Al lado de casa, hay un restaurante que regenta la señora japonesa que enseñó a mi madre a utilizar los palillos. En el kebab turco de la esquina hacen los mejores dulces de chufa que me he comido nunca. Al otro lado de la calle, unos palestinos exiliados hacen los que, posiblemente, son los mejores shawarma de España, que preparan desde primera hora de la mañana. El barbero de debajo de casa, donde me arreglo la barba, se llama Zubair y es de Pakistán. Lo primero que hizo al instalar su negocio fue poner la senyera en agradecimiento a la tierra que lo había acogido. Por no hablar de los georgianos que decidieron traer al barrio su gastronomía y sus vinos o de los chinos que regentan los bares de toda la vida y mantienen vivos los almuerzos y recetarios populares de la ciudad.
València tiene muchos problemas, eso también es verdad. Entre ellos, el turismo masivo y descontrolado, unos dirigentes que gobiernan para los propietarios de pisos turísticos o una falta flagrante de inversión en transporte e infraestructuras para afrontar los cambios demográficos de los últimos años. También, una política medioambiental del medievo, que hace retroceder a València como referente europea de la movilidad sostenible y peatonalizaciones y la devuelve al mapa de la contaminación y los atascos. Eso sí, con un árbol de Navidad precioso.
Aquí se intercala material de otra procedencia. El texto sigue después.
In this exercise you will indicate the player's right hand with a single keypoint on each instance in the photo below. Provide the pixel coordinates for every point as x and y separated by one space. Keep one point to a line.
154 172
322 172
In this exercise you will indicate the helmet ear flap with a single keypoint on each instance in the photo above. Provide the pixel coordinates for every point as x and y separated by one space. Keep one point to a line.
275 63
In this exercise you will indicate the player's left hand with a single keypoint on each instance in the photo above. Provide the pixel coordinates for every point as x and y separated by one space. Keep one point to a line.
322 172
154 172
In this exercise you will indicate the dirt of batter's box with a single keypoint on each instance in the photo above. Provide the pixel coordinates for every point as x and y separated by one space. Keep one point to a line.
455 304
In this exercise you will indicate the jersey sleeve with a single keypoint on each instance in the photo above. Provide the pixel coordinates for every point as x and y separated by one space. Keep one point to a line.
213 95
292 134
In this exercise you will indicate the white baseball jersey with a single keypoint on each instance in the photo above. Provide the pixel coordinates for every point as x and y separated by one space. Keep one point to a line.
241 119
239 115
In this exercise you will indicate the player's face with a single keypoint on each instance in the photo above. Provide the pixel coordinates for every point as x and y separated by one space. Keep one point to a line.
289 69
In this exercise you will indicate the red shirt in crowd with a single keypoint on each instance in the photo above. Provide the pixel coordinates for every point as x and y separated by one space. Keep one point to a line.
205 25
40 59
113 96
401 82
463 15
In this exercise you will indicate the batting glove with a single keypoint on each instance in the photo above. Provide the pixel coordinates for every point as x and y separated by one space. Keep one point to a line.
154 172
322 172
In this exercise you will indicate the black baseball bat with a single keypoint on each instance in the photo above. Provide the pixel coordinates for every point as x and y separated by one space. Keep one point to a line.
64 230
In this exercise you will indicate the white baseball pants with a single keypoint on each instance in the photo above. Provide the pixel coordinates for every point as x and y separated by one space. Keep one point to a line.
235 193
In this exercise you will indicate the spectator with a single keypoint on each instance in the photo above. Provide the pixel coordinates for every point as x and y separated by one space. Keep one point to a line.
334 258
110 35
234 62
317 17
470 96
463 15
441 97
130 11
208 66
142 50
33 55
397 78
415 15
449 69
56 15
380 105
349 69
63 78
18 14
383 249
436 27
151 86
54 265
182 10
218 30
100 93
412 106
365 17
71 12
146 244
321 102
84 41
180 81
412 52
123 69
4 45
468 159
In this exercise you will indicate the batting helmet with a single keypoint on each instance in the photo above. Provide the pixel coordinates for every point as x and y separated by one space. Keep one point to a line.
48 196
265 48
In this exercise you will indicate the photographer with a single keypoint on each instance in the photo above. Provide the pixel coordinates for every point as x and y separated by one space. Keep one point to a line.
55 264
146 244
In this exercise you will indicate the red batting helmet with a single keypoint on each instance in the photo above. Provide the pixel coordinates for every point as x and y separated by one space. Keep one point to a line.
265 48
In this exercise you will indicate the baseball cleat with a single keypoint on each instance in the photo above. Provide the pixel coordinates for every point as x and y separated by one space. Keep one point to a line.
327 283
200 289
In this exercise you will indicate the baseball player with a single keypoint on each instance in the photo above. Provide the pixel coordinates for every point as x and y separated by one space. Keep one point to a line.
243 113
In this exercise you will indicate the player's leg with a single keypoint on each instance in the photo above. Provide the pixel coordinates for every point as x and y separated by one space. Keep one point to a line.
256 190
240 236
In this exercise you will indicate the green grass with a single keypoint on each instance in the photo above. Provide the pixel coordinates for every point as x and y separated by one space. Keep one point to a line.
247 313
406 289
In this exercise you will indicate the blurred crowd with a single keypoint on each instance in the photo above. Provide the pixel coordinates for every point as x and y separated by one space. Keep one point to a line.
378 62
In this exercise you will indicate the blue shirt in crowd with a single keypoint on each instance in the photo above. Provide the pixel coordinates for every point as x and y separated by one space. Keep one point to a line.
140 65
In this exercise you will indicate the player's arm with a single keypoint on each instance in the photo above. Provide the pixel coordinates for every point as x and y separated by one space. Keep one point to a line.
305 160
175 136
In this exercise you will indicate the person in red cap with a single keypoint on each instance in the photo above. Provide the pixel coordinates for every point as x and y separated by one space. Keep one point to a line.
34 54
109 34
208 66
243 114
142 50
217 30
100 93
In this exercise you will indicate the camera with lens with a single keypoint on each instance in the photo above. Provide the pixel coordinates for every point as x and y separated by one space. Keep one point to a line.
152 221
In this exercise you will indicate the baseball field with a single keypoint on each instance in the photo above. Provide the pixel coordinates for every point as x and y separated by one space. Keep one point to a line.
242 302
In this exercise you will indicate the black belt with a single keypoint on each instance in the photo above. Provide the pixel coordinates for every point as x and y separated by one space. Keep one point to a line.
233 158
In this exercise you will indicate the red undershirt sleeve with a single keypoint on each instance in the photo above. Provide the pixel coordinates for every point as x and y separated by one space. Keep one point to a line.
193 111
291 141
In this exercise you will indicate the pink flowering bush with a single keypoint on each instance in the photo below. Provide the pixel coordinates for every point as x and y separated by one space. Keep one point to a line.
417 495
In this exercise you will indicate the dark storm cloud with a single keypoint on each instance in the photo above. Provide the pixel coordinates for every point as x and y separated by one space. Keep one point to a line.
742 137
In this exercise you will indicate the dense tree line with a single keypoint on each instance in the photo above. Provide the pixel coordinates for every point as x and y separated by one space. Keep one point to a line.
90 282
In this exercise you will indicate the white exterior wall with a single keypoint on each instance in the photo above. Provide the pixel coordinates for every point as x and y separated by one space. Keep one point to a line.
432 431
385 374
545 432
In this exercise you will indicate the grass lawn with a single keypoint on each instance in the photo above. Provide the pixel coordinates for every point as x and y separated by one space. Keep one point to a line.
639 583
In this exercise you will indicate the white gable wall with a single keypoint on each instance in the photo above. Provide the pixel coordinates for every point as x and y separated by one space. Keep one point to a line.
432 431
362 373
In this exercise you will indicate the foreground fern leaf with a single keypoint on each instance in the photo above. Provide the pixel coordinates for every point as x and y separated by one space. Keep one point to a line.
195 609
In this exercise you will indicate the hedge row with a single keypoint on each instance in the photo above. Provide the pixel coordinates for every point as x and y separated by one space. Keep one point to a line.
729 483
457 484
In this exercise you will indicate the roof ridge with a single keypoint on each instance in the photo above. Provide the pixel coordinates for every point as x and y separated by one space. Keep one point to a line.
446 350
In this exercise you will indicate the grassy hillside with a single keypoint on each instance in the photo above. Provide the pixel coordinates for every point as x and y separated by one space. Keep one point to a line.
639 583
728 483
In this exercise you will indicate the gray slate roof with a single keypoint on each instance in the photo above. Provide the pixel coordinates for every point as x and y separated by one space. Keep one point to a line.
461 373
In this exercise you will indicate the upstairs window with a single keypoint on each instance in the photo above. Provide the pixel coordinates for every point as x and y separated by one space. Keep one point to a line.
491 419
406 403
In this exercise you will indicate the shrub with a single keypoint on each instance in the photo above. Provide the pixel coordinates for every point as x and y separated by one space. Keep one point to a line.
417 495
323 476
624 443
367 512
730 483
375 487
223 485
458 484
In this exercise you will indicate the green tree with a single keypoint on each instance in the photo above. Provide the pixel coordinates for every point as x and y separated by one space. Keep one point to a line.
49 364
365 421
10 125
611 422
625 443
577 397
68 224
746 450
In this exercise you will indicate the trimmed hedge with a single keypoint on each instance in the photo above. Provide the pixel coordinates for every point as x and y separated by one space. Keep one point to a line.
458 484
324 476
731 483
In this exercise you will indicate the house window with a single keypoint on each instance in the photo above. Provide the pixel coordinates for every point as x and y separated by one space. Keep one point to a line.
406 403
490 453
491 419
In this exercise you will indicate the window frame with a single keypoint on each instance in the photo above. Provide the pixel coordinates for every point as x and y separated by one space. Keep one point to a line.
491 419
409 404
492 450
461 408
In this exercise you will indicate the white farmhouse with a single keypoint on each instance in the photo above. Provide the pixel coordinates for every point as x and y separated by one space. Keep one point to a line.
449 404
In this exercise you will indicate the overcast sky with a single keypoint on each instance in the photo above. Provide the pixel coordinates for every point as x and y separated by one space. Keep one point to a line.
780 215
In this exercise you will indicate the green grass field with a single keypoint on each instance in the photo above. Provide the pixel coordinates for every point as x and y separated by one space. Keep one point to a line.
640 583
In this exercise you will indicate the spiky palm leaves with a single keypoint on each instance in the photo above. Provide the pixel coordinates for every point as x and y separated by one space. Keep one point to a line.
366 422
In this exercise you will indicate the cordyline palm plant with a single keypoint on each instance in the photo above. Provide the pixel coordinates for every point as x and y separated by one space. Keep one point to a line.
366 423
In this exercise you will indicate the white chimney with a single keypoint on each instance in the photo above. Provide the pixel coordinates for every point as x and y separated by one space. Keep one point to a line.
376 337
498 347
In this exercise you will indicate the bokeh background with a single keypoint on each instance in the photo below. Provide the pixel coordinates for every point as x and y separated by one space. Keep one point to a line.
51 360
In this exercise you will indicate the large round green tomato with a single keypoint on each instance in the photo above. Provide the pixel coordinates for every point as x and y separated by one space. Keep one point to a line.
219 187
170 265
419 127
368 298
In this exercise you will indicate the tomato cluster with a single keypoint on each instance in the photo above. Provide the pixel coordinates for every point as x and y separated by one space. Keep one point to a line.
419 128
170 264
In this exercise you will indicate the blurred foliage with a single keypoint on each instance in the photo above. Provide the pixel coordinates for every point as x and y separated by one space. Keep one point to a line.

En una ciudad donde la criminalidad baja cada año y la inmigración equilibra la pirámide demográfica, hoy más que nunca necesitamos mucho menos racismo y mucha más inversión, también en planes de integración y en políticas de seguridad eficaces. Y, por supuesto, quien delinque la tiene que pagar. Pero quien utiliza eso como excusa para rendirse ante los más poderosos y justificar su inacción tiene que ponerse ya las pilas. Nos va la vida en ello, si de verdad luchamos por la València del futuro, la de todos.